Como niños perdidos o como ancianos anclados a una memoria cada vez más deshilachada, no sabemos vivir sin etiquetas, sin cartelitos que nos indiquen el nombre o la función de las personas, animales o cosas. Parece que si tenemos un nombre, los dolores de la enfermedad son menos intensos, o los síntomas se agrupan bajo el paraguas protector de lo conocido. Ay del pobre que se aventure a lanzarse al mundo sin mirar el papelito que esgrime cada uno como defensa o arma.

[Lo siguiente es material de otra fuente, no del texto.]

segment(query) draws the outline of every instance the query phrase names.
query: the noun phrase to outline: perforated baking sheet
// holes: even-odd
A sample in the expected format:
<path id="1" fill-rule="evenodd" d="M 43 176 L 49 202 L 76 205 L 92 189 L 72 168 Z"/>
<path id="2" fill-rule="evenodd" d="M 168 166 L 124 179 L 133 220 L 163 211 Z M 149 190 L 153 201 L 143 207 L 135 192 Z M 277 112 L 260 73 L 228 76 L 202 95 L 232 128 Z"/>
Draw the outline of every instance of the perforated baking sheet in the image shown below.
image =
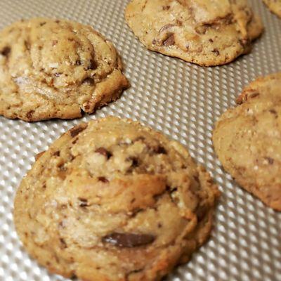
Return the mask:
<path id="1" fill-rule="evenodd" d="M 221 169 L 211 140 L 219 115 L 256 77 L 281 71 L 281 20 L 261 0 L 251 4 L 265 33 L 230 65 L 201 67 L 146 50 L 127 27 L 128 0 L 0 0 L 0 28 L 35 16 L 89 24 L 112 41 L 131 87 L 117 102 L 74 121 L 33 124 L 0 117 L 0 280 L 57 281 L 24 251 L 13 223 L 13 197 L 34 156 L 67 129 L 109 115 L 138 119 L 179 140 L 223 191 L 211 237 L 167 280 L 281 280 L 281 214 L 240 188 Z M 98 280 L 97 280 L 98 281 Z"/>

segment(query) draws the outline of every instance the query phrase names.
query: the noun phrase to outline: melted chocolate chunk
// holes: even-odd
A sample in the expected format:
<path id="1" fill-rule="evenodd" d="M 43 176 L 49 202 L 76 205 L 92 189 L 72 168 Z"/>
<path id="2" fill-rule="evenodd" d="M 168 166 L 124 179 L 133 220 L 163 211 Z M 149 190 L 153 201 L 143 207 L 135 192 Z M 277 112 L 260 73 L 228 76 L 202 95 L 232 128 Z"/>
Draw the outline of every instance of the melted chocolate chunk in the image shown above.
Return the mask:
<path id="1" fill-rule="evenodd" d="M 82 83 L 83 83 L 83 84 L 88 84 L 88 85 L 93 85 L 93 84 L 95 84 L 95 83 L 94 83 L 93 78 L 91 78 L 91 77 L 85 78 L 85 79 L 83 80 Z"/>
<path id="2" fill-rule="evenodd" d="M 151 244 L 155 240 L 155 236 L 151 234 L 113 233 L 105 236 L 103 242 L 122 248 L 133 248 Z"/>
<path id="3" fill-rule="evenodd" d="M 83 208 L 88 206 L 88 200 L 86 199 L 79 197 L 78 200 L 81 202 L 79 204 L 81 207 Z"/>
<path id="4" fill-rule="evenodd" d="M 273 159 L 271 157 L 265 157 L 265 158 L 268 161 L 268 162 L 270 165 L 272 165 L 274 163 L 274 159 Z"/>
<path id="5" fill-rule="evenodd" d="M 63 248 L 64 248 L 64 249 L 67 248 L 67 245 L 63 238 L 60 238 L 60 241 Z"/>
<path id="6" fill-rule="evenodd" d="M 97 150 L 96 150 L 96 152 L 105 156 L 107 159 L 110 159 L 112 156 L 111 152 L 107 150 L 105 148 L 98 148 Z"/>
<path id="7" fill-rule="evenodd" d="M 109 183 L 110 181 L 107 180 L 107 178 L 105 178 L 104 176 L 99 176 L 98 178 L 98 180 L 103 182 L 103 183 Z"/>
<path id="8" fill-rule="evenodd" d="M 86 128 L 86 126 L 82 127 L 81 126 L 74 127 L 70 130 L 70 136 L 72 138 L 74 138 L 74 136 L 76 136 L 79 133 L 80 133 L 81 131 L 83 131 Z"/>
<path id="9" fill-rule="evenodd" d="M 98 67 L 98 65 L 95 60 L 90 60 L 87 70 L 95 70 Z"/>
<path id="10" fill-rule="evenodd" d="M 168 25 L 165 25 L 162 28 L 160 28 L 159 33 L 163 32 L 164 30 L 169 30 L 169 28 L 173 27 L 175 25 L 173 25 L 172 23 L 169 23 Z"/>
<path id="11" fill-rule="evenodd" d="M 172 46 L 175 44 L 175 36 L 171 34 L 169 37 L 163 42 L 163 45 L 166 46 Z"/>
<path id="12" fill-rule="evenodd" d="M 155 153 L 157 153 L 157 154 L 166 154 L 166 151 L 165 148 L 161 145 L 156 148 L 155 149 Z"/>
<path id="13" fill-rule="evenodd" d="M 4 48 L 0 51 L 0 53 L 2 55 L 4 55 L 5 57 L 8 57 L 10 53 L 11 53 L 11 48 L 8 46 L 4 47 Z"/>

Pobre, por ejemplo, del profesor, por hablar de lo que tengo más a mano, que se atreva a dar clase sin conocer la etiqueta exacta de cada alumno. Resulta que si no clasificamos, no dormimos bien, y no sabemos enfrentarnos a las dificultades que nunca conocerán los que clasifican desde sus despachos, calentitos, a salvo siempre de que un alumno se les desclasifique y entonces la tengamos liada. Claro que tampoco conocerán las ventajas maravillosas de hallarse en territorio desconocido, ni de explorar y mucho menos la de reírse de todas las casillas en las que los que ni saben ni entienden tratan de encajar a los alumnos.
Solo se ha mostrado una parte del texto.